In the message, the organizer of OSR (a man named Neil Czerno, who claims to be a clandestine revolutionary battling the oppressive government that dominates the album's story line) advised members of a meeting taking place in Los Angeles on Friday. In typical YZ fashion, little else was divulged.

"If you're interested, show up near Melrose and Ogden at or a little after 7 p.m. on Friday evening. Wear something that shows you're one of us," the e-mail read. "Stand under the big pig and follow the revolver across the street to the marked van. Knock twice. When you've got the stuff, get out of there fast. Don't attract attention. Don't be followed."

And so on Friday evening, they showed up, wearing black NIN T-shirts and homemade resistance arm bands. There were even some families, moms and dads with kids in strollers ... all a little bit anxious, all waiting beneath the same mural, all waiting to see what would happen when the online ARG took the leap into the real world.

(Check out pictures of the dedicated NIN fans, and get a peek at what they waited to collect.)

"Me and my friends were making jokes that we might get abducted and taken to some undisclosed location in the desert, or something like that. And we would have been OK with that," joked fan David Norstad, decked out in a black leather jacket with NIN stencils on the sleeves. "We just got an e-mail to show up by the mural and wait for the van, and I love this Tom Clancy kind of crap. I've never seen a more brilliant back story to an album. It goes to show that you can get your word out about the art without being too commercial about it, flashing too many billboards."

A few minutes after 7, a gun-metal gray van pulled up to the Smart & Final warehouse store across the street, threw it into park and waited. The throngs of fans dashed through the late-evening traffic on Melrose and queued up behind the vehicle. Soon, the back door of the van swung open, and out popped several muscle-y dudes, who quickly surveyed the situation and started handing out black metal cases, each stenciled with OSR's flag logo.

Inside the cases — or "resistance kits," as they were being dubbed — were 10 OSR fliers, 10 buttons, four stickers and one stencil, plus a host of materials (hat, bandanna and patch) emblazoned with the resistance logo, a sort of guerilla street team in a box.

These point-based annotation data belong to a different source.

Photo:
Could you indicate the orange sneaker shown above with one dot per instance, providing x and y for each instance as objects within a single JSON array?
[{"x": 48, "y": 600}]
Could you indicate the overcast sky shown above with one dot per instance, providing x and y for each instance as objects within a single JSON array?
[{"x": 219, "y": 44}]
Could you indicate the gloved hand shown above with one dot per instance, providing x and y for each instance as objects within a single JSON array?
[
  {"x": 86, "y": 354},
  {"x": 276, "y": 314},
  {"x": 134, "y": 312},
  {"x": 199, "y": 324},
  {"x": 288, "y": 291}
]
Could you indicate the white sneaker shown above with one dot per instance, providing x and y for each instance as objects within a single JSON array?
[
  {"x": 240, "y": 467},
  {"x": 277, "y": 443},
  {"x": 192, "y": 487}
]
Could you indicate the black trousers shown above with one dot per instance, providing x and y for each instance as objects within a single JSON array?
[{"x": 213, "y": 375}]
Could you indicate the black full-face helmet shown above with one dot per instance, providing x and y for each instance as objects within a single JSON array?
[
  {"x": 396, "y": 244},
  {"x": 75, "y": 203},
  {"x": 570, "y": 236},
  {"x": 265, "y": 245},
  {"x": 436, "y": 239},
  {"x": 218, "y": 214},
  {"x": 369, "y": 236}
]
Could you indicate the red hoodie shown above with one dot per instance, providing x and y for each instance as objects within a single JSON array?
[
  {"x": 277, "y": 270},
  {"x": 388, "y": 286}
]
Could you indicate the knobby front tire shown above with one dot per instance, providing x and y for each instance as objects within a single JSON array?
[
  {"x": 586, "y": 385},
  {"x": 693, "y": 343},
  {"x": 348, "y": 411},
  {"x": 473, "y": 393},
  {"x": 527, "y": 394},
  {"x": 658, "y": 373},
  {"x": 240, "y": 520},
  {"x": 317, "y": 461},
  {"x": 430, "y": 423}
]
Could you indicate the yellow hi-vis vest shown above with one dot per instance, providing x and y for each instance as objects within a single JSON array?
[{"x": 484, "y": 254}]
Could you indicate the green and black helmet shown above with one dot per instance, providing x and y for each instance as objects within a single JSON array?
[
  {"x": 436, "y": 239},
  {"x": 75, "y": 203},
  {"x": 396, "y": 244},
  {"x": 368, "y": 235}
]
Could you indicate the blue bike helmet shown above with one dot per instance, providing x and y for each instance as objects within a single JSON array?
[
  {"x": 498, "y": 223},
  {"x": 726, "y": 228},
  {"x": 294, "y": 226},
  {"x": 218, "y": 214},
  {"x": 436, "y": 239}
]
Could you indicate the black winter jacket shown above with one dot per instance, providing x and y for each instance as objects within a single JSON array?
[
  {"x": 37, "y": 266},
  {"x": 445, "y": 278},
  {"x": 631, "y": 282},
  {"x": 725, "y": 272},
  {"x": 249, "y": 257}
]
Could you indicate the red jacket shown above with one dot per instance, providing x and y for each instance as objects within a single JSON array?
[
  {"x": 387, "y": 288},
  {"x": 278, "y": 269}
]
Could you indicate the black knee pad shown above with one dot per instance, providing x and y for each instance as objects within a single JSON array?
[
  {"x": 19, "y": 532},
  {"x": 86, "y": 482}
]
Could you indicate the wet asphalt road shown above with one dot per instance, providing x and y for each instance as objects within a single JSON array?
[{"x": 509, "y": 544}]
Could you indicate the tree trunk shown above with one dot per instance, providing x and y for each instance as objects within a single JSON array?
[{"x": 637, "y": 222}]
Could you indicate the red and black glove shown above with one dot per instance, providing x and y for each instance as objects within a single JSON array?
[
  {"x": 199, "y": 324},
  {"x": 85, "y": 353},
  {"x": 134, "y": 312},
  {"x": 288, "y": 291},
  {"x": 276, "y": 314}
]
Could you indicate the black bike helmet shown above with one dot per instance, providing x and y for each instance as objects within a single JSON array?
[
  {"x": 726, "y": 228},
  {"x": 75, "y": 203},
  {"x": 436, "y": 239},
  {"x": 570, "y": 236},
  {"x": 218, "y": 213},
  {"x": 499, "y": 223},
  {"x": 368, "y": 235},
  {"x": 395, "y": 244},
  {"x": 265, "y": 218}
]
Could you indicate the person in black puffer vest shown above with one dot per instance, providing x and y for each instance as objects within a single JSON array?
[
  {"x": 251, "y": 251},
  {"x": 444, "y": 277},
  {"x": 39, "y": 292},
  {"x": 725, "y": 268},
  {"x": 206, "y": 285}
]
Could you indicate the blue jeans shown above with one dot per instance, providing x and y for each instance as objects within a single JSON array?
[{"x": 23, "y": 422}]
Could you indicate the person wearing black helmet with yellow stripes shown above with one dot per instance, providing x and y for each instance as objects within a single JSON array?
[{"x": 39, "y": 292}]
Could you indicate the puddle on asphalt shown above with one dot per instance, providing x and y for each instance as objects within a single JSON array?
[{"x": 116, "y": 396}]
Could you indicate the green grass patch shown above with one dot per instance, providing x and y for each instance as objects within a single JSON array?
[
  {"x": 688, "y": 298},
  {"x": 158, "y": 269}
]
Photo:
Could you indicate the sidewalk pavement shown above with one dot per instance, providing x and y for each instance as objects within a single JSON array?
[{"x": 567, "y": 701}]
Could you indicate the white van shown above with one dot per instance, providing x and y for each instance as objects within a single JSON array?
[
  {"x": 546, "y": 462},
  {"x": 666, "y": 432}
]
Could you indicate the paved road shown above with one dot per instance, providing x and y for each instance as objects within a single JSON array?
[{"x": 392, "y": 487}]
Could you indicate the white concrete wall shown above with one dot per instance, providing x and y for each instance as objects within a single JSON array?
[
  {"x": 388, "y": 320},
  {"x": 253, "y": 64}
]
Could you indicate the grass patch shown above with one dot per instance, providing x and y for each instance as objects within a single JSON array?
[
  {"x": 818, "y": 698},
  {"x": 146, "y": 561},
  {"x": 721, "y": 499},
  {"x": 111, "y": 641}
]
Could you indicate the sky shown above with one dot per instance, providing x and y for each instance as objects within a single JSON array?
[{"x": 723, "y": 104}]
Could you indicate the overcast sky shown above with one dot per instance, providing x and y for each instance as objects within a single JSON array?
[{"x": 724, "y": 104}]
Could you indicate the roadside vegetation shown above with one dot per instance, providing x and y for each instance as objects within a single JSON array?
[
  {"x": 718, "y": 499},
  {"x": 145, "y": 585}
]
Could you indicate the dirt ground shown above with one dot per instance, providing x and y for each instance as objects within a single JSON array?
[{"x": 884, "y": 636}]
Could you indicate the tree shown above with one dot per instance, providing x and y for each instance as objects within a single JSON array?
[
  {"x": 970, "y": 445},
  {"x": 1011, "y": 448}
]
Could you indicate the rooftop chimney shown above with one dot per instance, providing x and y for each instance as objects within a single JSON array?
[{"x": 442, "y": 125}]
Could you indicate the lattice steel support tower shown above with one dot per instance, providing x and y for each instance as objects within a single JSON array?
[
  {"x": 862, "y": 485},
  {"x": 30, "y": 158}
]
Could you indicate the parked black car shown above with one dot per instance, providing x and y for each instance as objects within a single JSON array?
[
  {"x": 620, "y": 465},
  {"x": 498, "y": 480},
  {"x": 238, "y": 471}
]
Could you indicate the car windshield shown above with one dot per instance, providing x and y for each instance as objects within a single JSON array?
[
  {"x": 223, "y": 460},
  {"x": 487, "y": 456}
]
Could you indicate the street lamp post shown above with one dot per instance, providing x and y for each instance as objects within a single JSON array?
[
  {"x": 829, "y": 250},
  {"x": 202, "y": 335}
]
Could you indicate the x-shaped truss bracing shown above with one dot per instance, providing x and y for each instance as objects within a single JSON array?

But that wasn't all. One of the event organizers, who wouldn't reveal his name, told MTV News that three of the cases also contained cell phones, which the folks behind OSR would be calling "at an undisclosed time" with instructions for a future gathering.

Nine Inch Nails' label, Interscope Records, had no comment on the gathering, or what was next for the Year Zero ARG. And though it's not known if the OSR gathering will be replicated in other cities, attendees in Los Angeles hope that the movement — and the message — behind the album reaches their resistance brethren across the world.

"If there's some art-resistance movement happening in L.A., I'm down for it. I think it's about taking art and making a political statement with it. Because there's not a lot of that going on these days," NIN fan Natalie Potell said. "So maybe it's making people open their eyes a bit. It's an album, but it's more than an album. It's got its own little movement behind it."

Year Zero hits stores Tuesday (see "Nine Inch Nails' Year Zero Preview: Beginning To Solve The Mystery").